The Liberal Party, which holds a majority in Quebec’s provincial parliament, voted in favour of the bill, while all the other parties voted against it. The two main opposition parties, the Parti Québécois and Coalition Avenir Québec, have argued the legislation doesn’t go far enough in banning items connected to religious affiliations, while civil rights advocates and Muslim groups argue that it discriminates against cultural minorities.
Although the bill doesn’t directly mention the niqab or burqa, it prohibits public workers — including doctors, teachers and daycare workers — as well as those receiving a service from the government, from covering their faces.
“We are just saying that, for reasons linked to communication, identification and safety, public services should be given and received with an open face,” Quebec’s Liberal Party leader Philippe Couillard told reporters on Wednesday.
“We are in a free and democratic society. You speak to me, I should see your face, and you should see mine. It’s as simple as that,” Couillard remarked.
It may not be that simple, however. Although proponents of Bill 62 cite it as promoting religious neutrality throughout the province, backlash points to the fact that the bill creates barriers for women and further isolates an already marginalized and stigmatized segment of the population, and essentially excludes them from engaging with public life on their own terms.
Additionally, Montreal’s mayor, Denis Coderre, who is in the midst of a municipal election campaign, has spoken out against the bill, accusing the provincial government of exceeding its jurisdiction and ignoring his city’s multicultural nature. Prime Minister Justin Trudeau has also chimed in, stating that although the federal government does not interfere with provincial laws, he “will continue to work to ensure that all Canadians are protected by the charter, while respecting the choices that different parliamentarians can make at different levels.”

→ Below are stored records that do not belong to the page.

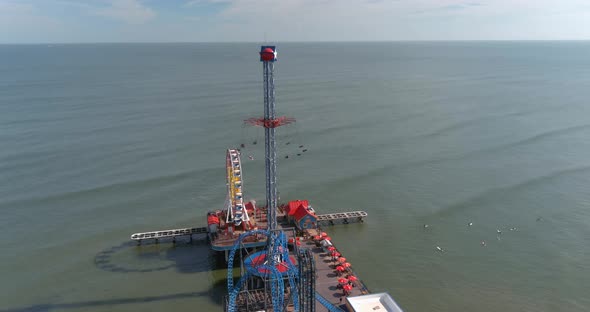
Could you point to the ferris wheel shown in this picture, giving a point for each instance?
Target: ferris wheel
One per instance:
(236, 213)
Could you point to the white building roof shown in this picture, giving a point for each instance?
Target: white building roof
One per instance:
(381, 302)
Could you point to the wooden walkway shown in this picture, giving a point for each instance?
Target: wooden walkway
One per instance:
(168, 234)
(327, 277)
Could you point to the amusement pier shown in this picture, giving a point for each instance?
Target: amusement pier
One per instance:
(287, 261)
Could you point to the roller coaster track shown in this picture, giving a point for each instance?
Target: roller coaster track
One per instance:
(236, 213)
(306, 281)
(273, 278)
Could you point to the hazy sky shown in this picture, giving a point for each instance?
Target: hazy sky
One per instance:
(26, 21)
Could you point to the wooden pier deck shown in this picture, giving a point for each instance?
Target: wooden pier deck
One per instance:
(327, 277)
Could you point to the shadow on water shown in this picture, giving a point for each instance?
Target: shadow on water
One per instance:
(186, 257)
(98, 303)
(183, 256)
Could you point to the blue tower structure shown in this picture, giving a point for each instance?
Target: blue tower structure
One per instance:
(274, 266)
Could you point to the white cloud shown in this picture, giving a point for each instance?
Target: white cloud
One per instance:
(197, 2)
(20, 20)
(128, 11)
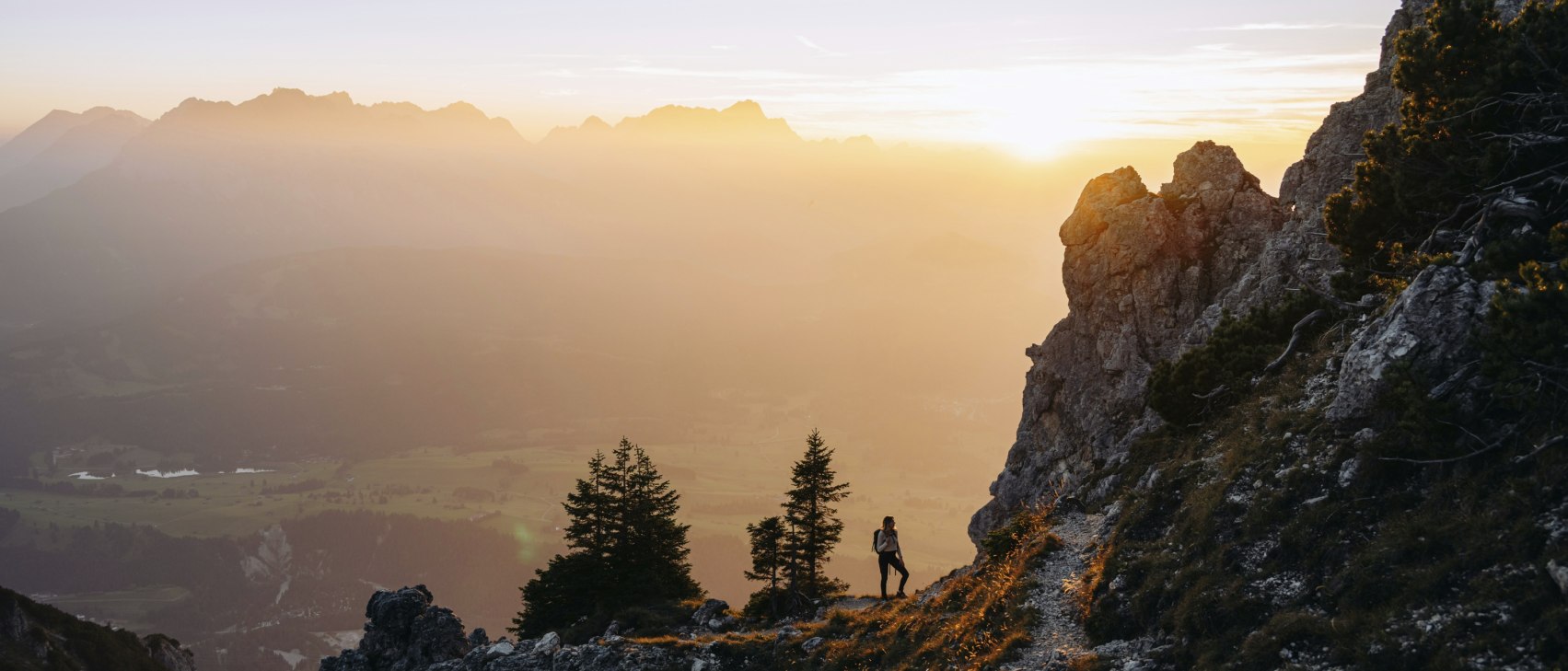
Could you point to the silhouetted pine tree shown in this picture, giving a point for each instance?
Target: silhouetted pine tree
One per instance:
(628, 548)
(813, 524)
(767, 565)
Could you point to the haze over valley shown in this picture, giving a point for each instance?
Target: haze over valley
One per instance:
(262, 356)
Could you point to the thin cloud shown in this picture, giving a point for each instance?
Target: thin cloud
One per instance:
(816, 47)
(1277, 26)
(761, 75)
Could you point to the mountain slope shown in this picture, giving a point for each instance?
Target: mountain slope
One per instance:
(44, 639)
(89, 142)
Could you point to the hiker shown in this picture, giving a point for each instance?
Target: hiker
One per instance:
(888, 554)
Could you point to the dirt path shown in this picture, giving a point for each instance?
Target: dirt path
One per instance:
(1059, 635)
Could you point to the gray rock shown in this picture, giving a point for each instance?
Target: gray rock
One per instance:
(1429, 328)
(168, 653)
(1559, 575)
(403, 632)
(1150, 276)
(1144, 276)
(548, 644)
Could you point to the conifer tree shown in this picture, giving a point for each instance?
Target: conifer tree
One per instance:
(628, 548)
(813, 523)
(767, 565)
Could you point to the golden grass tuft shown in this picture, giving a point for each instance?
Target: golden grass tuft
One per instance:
(974, 619)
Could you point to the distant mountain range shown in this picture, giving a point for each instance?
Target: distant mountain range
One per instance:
(214, 184)
(305, 273)
(60, 149)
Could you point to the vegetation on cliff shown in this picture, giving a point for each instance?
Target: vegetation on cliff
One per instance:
(1427, 533)
(628, 550)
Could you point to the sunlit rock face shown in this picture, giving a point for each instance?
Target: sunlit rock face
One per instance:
(1142, 272)
(1150, 276)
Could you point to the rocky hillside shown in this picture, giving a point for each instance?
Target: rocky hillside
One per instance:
(1280, 468)
(41, 637)
(1242, 448)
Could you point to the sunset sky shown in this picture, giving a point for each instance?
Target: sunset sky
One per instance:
(1030, 77)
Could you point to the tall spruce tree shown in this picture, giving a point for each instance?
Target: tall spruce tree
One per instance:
(628, 548)
(813, 524)
(767, 565)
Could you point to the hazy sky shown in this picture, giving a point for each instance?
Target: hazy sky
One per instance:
(1030, 75)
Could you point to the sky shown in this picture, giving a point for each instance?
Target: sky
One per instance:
(1034, 77)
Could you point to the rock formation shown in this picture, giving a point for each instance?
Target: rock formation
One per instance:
(406, 632)
(1146, 276)
(1150, 276)
(41, 637)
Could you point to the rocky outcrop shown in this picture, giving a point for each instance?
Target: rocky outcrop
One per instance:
(1146, 276)
(1150, 276)
(406, 632)
(41, 637)
(168, 653)
(1427, 331)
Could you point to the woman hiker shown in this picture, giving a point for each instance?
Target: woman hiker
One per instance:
(889, 554)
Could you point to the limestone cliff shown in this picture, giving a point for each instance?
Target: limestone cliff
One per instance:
(41, 637)
(1150, 276)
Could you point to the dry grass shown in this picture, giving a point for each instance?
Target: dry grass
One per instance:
(974, 619)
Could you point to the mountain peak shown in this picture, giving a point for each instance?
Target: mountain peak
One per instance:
(745, 109)
(298, 116)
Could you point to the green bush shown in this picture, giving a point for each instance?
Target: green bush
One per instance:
(1215, 375)
(1482, 105)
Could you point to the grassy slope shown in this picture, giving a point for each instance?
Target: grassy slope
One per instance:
(71, 643)
(1271, 539)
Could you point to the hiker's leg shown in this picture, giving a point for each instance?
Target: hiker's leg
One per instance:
(881, 563)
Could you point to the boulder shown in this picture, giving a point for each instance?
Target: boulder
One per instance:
(1145, 278)
(168, 653)
(1429, 330)
(403, 632)
(548, 644)
(713, 608)
(1559, 575)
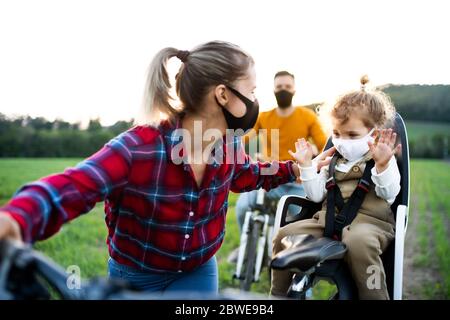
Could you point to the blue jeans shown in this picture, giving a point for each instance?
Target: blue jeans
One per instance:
(247, 200)
(202, 281)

The legislation does include the possibility of an exemption for those who put in a request for accommodation, but there is also little explanation about how this would work. The provincial government states that it will work to create a clearer outline in the coming months.
While politicians have stated that the ban on receiving services while wearing a face covering would enter into effect immediately, implementing the law will likely prove challenging on the ground — especially since the guidelines for how those working in the public sector should carry out the law may not be ready until next summer.
Earlier this year in Quebec, six men — all of whom were fathers — were shot dead as they prayed at a mosque in Quebec City. According to Statistics Canada, hate crimes targeting Canadian Muslims increased from 2012 to 2015 by 253 percent.